Negima ! : et après ?

Depuis la publication au Japon en mai 2012 du 38e et dernier volume de Negima ! (paru début février en France, chez Pika), Ken AKAMATSU, son mangaka, est aujourd’hui toujours en attente d’une nouvelle série.

 

Negima ! –©2012 Ken Akamatsu / Kodansha / Pika–

 

Une conclusion… frustrante ?

On ne va pas vous faire l’affront de résumer cette fin : les afficionados l’auront déjà lue une multitude de fois, les autres ne se feront pas spoiler. Sachez cependant qu’à de nombreux égards, la conclusion proposée par AKAMATSU dans cet ultime volume (ou peut-être pas !) s’avère frustrante. De l’aveu même de l’auteur, d’ailleurs, si on lui en avait laissé l’opportunité, la série se serait poursuivie sur plus d’une centaine de volumes. Une quantité un peu trop importante à digérer, même pour un géant comme Kodansha (qui a édité tous les titres du mangaka à ce jour).

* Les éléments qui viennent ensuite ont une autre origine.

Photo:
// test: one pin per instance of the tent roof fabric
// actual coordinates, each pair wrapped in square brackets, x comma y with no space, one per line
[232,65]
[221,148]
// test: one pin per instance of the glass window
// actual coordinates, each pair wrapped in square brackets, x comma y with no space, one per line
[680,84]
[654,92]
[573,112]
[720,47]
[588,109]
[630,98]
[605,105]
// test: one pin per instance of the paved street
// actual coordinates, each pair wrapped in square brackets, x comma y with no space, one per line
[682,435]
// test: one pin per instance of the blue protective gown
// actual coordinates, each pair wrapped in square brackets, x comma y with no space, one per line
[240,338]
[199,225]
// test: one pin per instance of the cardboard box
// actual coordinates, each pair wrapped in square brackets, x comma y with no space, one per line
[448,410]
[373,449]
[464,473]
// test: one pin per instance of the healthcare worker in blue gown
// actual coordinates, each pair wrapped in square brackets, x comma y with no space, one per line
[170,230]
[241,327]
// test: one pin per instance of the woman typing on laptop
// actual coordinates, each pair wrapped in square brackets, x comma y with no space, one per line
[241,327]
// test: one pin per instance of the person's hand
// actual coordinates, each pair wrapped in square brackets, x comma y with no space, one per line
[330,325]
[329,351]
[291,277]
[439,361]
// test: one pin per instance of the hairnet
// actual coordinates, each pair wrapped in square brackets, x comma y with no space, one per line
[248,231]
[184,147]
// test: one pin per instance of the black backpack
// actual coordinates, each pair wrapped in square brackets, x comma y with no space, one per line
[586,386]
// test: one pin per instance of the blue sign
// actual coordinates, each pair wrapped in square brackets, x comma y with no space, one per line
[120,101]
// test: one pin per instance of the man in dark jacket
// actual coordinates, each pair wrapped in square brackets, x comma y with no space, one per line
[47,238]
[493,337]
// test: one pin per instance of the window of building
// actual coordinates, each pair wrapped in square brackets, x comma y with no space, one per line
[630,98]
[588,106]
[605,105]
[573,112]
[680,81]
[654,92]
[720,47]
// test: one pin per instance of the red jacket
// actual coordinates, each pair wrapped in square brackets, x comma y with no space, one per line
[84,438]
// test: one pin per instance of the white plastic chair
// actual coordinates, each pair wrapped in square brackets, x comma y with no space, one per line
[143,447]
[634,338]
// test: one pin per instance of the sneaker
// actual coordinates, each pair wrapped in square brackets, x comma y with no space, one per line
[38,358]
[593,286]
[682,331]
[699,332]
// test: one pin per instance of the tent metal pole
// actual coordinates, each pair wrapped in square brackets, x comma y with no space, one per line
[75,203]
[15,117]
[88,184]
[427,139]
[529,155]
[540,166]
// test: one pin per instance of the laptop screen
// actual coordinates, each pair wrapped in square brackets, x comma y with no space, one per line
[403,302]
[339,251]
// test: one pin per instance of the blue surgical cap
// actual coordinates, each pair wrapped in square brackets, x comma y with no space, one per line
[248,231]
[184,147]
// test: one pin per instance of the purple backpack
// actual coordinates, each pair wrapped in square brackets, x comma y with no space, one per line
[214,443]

Est-ce que Negima ! a été victime de son succès ? Adapté de multiples fois en anime, booté par Xebec puis rebooté par Shaft, passé par la case OAV/OAD plusieurs fois, transposé en drama… La licence a exploré une multitude de chemins plus ou moins fidèles au manga. En tant qu’auteur original, AKAMATSU s’est fatalement retrouvé impliqué dans ces nœuds scénaristiques où il n’était plus forcément seul décisionnaire. Aussi est née cette notion d’univers parallèles à la série, abordés par l’auteur sur la jaquette de ce dernier volume. Une façon de dire que, que ça vous plaise ou non, il faudra bien faire avec.

 

Une suite ou un nouveau titre, telle est la question…

AI non-stop ! © Ken Akamatsu / Kodansha / Pika

Depuis maintenant neuf mois que Negima ! est fini (ou peut-être pas !), les fans attendent le prochain titre d’AKAMATSU. Car en maintenant presque 20 ans de carrière, le mangaka aura su attirer l’attention, réexplorant à chaque fois des genres plutôt codifiés avec succès : science-fiction avec AI non-stop !, harem manga avec Love Hina, fantasy avec Negima !… à chaque fois au travers du spectre de la comédie romantique potache, petites culottes et scènes de nu malencontreuses comprises. Cet érotisme très chaste et soft a plu à une importante fanbase qui attend aujourd’hui la suite.

En octobre dernier, l’auteur postait sur son compte Twitter qu’il était en pourparlers avec Kodansha quant à son avenir éditorial. Les spéculations vont bon train quant à ce prochain titre, d’autant plus que l’auteur, toujours sur la jaquette du volume 38, déclarait ne pas abandonner l’idée de, peut-être éventuellement sur un malentendu, poursuivre sa dernière série en date… Dans un futur non déterminé. Ce afin de raviver la flamme des aficionados du titre (qui en neuf ans d’existence a eu le temps de se constituer une communauté de fidèles conséquente) tout en se laissant assez de marge pour retomber sur ses pattes.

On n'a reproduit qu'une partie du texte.